Ahmet Djavit An, a pediatrician and a researcher/writer living in
north Cyprus took first Republic of Cyprus (along with others,
Application No. 18270/91, by Ahmet Cavit AN and Others against Cyprus)
and following the rejection by ECHR , took Turkey (Application
No. 20652/92 by Ahmet DJAVIT AN against Turkey) to European Human
Rights Court. In February 2003, ECHR ruled in favour of Ahmet Djavit
An and established that the ban on permissions for him to cross the
"green-line" to have meetings with Greek Cypriots was a violation of
his human rights. The case established, once more, that Republic of
Turkey was solely responsible for the actions of the Turkish Cypriot
administration in north Cyprus.
The case is a landmark case following other judgements by ECHR
regarding the situation in Cyprus. This case can potentially pave the
way for other Turkish Cypriots who are subject to irregular and
illegal ban on their freedom of movement to follow a similar remedy.
Below are a supplementary list of documents related to this case:
An interview that appeared in Periodiko magazine, Cyprus.
An interview that appeared in Aktuel magazine in Turkey (in Turkish). Prior to the judgement .

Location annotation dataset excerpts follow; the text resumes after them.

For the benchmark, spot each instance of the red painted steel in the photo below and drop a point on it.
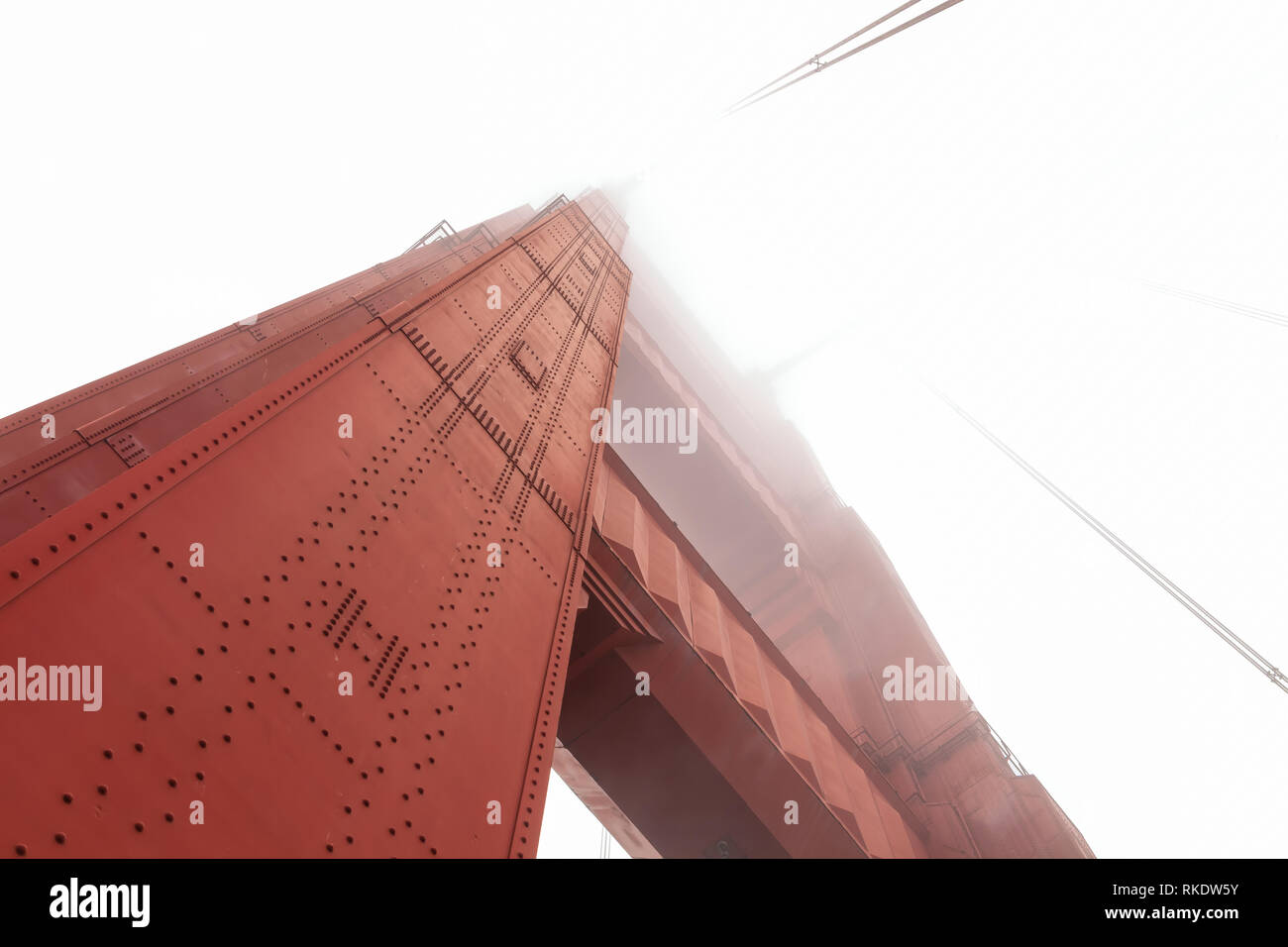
(325, 554)
(494, 581)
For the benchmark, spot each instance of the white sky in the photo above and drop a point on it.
(973, 201)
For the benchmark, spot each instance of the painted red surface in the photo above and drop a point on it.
(370, 556)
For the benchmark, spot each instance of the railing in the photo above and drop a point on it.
(442, 228)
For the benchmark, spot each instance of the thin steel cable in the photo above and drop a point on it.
(1198, 611)
(812, 60)
(1249, 311)
(875, 40)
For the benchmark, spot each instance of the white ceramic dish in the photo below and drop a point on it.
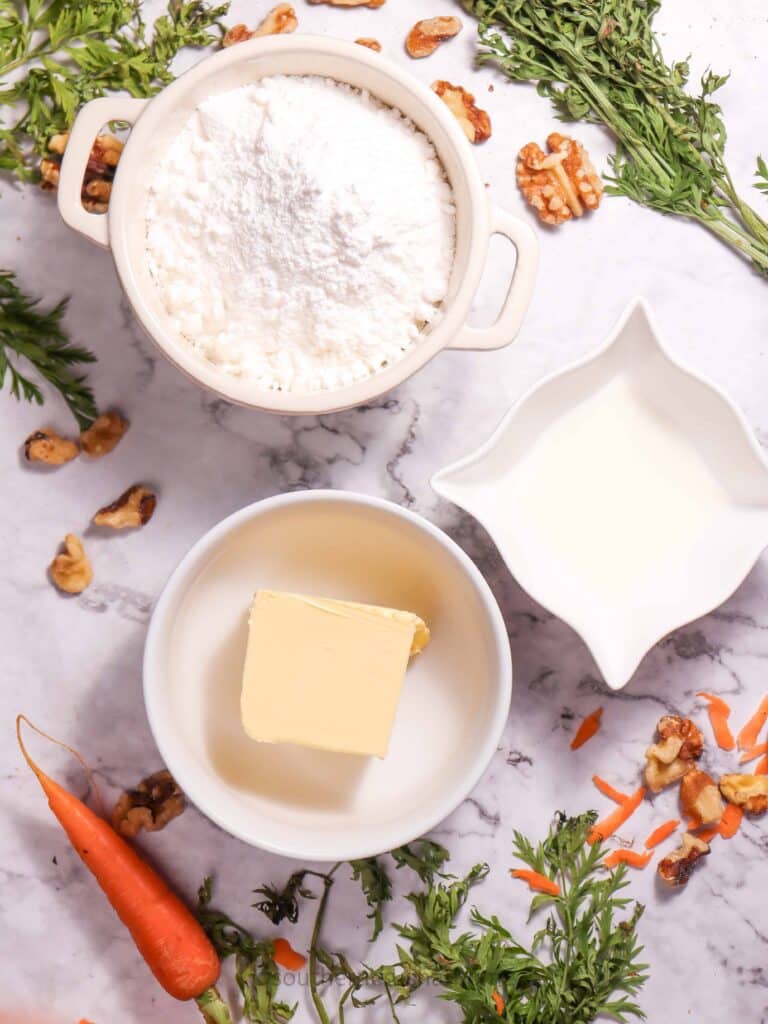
(157, 120)
(689, 573)
(313, 804)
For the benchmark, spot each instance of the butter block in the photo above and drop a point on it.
(326, 674)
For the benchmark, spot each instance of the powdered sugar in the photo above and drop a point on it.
(300, 232)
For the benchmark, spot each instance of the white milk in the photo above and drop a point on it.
(611, 487)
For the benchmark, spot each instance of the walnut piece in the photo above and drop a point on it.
(134, 508)
(699, 798)
(156, 801)
(676, 868)
(558, 184)
(351, 3)
(99, 170)
(670, 760)
(426, 36)
(750, 792)
(48, 446)
(72, 570)
(280, 20)
(103, 434)
(474, 122)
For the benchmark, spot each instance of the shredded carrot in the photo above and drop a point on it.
(719, 715)
(538, 882)
(607, 791)
(631, 857)
(730, 820)
(285, 955)
(602, 829)
(749, 734)
(587, 729)
(659, 835)
(171, 940)
(708, 835)
(754, 752)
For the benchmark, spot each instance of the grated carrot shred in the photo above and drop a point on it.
(631, 857)
(607, 791)
(602, 829)
(749, 734)
(659, 835)
(587, 729)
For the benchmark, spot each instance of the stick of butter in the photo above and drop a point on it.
(326, 674)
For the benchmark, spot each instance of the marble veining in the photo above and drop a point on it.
(75, 665)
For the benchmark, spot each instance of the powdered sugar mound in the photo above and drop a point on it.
(300, 232)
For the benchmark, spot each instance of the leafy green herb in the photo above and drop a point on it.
(34, 335)
(583, 962)
(55, 55)
(255, 970)
(602, 62)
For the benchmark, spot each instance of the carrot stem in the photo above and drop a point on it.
(631, 857)
(607, 791)
(171, 941)
(587, 729)
(602, 829)
(730, 820)
(539, 883)
(748, 736)
(659, 835)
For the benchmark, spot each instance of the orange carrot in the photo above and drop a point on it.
(730, 820)
(607, 791)
(708, 835)
(587, 729)
(285, 955)
(631, 857)
(538, 882)
(754, 752)
(749, 734)
(171, 941)
(719, 715)
(659, 835)
(602, 829)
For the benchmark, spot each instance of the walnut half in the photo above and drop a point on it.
(699, 798)
(72, 570)
(280, 20)
(134, 508)
(48, 446)
(676, 868)
(749, 792)
(673, 757)
(561, 183)
(156, 801)
(103, 434)
(426, 36)
(474, 122)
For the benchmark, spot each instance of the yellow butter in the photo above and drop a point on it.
(326, 674)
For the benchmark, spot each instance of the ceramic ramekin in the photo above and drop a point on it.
(156, 121)
(314, 804)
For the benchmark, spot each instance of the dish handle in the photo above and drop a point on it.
(520, 288)
(87, 124)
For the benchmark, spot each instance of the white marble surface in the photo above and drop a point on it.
(75, 665)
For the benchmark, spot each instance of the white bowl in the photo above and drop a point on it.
(684, 572)
(314, 804)
(158, 120)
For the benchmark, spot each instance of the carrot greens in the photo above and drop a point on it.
(581, 964)
(602, 62)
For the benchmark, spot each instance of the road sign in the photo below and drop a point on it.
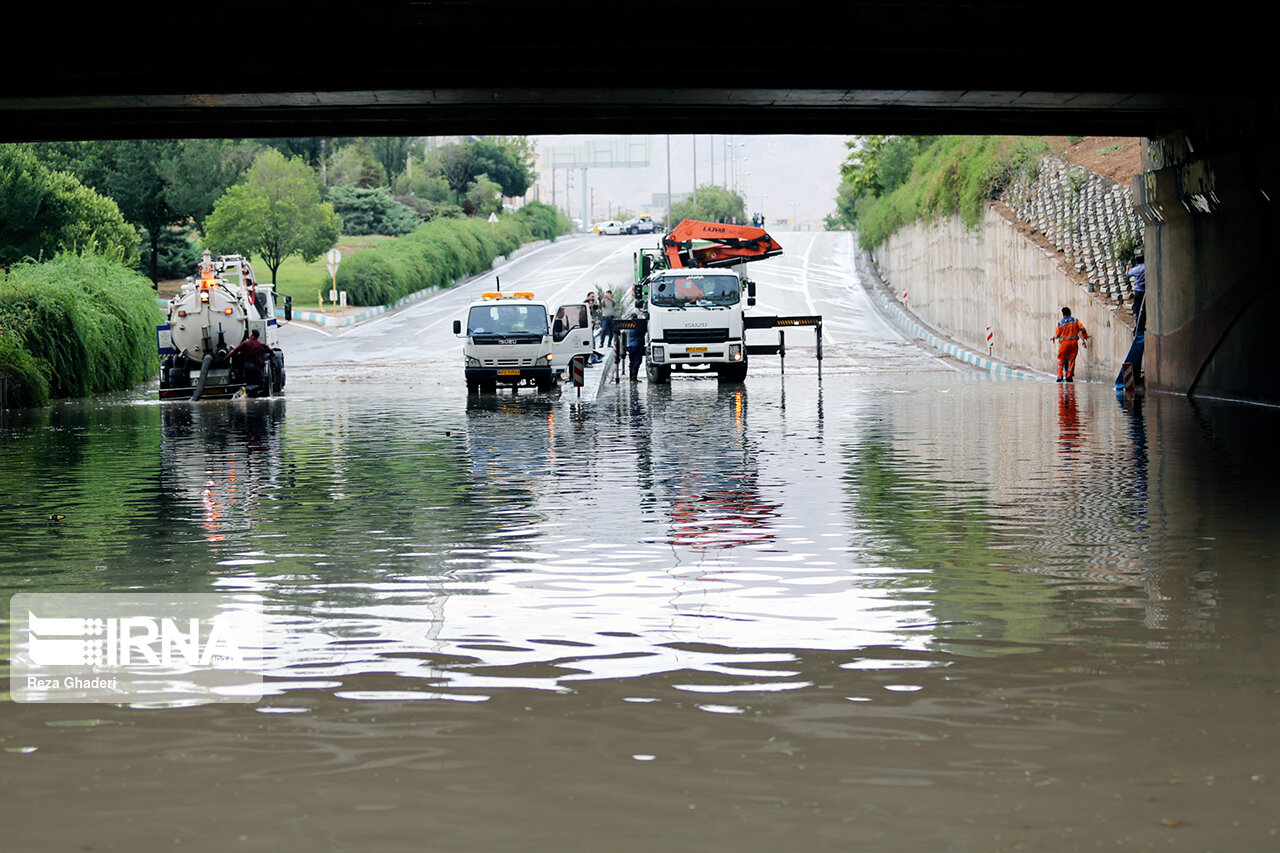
(1129, 384)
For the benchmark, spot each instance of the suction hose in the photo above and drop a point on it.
(204, 375)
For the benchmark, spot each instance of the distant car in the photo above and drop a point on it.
(639, 226)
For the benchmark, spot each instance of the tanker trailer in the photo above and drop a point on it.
(213, 314)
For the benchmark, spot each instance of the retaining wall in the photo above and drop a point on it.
(963, 281)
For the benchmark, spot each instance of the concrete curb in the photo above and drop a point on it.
(910, 324)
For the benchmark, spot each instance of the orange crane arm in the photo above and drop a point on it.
(728, 245)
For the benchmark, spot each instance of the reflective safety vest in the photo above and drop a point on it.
(1069, 329)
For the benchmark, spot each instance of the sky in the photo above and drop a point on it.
(784, 177)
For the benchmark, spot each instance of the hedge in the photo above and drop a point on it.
(76, 325)
(440, 252)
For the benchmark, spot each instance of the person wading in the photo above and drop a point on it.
(1069, 334)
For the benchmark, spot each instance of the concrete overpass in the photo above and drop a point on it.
(1183, 80)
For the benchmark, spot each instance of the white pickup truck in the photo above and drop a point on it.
(511, 340)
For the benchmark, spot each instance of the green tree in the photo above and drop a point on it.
(457, 167)
(393, 153)
(876, 167)
(49, 211)
(503, 163)
(200, 170)
(351, 165)
(483, 197)
(371, 210)
(128, 170)
(275, 214)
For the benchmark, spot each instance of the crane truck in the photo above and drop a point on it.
(210, 315)
(694, 302)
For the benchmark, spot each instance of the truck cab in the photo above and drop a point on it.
(695, 323)
(511, 340)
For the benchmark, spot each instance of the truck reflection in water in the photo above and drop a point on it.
(218, 459)
(708, 474)
(511, 446)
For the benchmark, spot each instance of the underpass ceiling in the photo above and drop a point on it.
(397, 67)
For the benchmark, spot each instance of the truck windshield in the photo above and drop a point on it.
(507, 319)
(695, 290)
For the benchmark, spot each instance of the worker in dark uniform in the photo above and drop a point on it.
(635, 346)
(254, 352)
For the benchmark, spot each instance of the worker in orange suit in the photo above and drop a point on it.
(1070, 333)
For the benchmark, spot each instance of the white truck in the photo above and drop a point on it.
(695, 323)
(694, 302)
(210, 315)
(511, 340)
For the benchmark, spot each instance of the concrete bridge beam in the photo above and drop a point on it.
(1211, 245)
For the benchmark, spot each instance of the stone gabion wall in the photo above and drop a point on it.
(1087, 217)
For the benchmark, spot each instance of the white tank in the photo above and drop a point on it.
(208, 315)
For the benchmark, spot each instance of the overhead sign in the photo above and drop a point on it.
(621, 153)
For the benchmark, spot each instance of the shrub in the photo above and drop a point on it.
(371, 211)
(435, 254)
(954, 176)
(76, 325)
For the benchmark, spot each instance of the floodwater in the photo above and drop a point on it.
(897, 606)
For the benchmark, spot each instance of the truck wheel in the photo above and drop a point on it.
(278, 372)
(732, 372)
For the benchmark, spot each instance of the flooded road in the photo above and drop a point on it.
(896, 607)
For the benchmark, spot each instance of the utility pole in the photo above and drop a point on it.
(668, 182)
(695, 168)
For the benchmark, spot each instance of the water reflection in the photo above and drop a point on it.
(700, 464)
(990, 592)
(220, 463)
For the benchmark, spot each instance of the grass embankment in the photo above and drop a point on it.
(378, 270)
(307, 282)
(76, 325)
(440, 252)
(954, 176)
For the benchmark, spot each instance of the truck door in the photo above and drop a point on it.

In judgement summary, the court summarized the relevant articles
from European Human rights convention as:
Article 10
The Court noted that the question of freedom of expression in the case
could not be separated from that of freedom of assembly. The
protection of personal opinions was one of the objectives of freedom
of peaceful assembly as enshrined in Article 11. It was therefore
unnecessary to examine the issue under Article 10 separately. The
Court decided, however, to consider Article 10 when examining and
interpreting Article 11.
Article 11
The Court noted that it could take into account only the period from 8
March 1992 until 14 April 1998, a period of six years and one
month. During that period the Turkish Government refused to grant a
substantial number of permits to the applicant; in particular, only 6
out of 46 requests were granted. In some cases, permits were granted
to other people who had submitted requests, but not to the
applicant. Between 2 February 1996 and 14 April 1998 the applicant was
refused all permits requested to attend bi-communal meetings in
southern Cyprus (10 in total).
The Court considered that all the meetings the applicant wished to
attend were designed to promote dialogue and an exchange of ideas and
opinions between Turkish Cypriots living in the north and Greek
Cypriots living in the south, with the hope of securing peace on the
island. The refusals to grant these permits to the applicant in effect
barred his participation in bi-communal meetings, preventing him from
peacefully assembling with people from both communities. Accordingly,
the Court concluded that there had been an interference with the
applicant’s rights to freedom of peaceful assembly.
As there seemed to be no law regulating the issuing of permits to
Turkish Cypriots living in northern Cyprus to cross the "green line"
into southern Cyprus to assemble peacefully with Greek Cypriots, the
manner in which restrictions were imposed on the applicant’s
exercise of his freedom of assembly was not "prescribed by law". There
had, therefore, been a violation of Article 11.
Article 13
The Court observed that, as the Turkish Government had failed to show
that any of the domestic remedies available would have been effective,
there had been a violation of Article 13.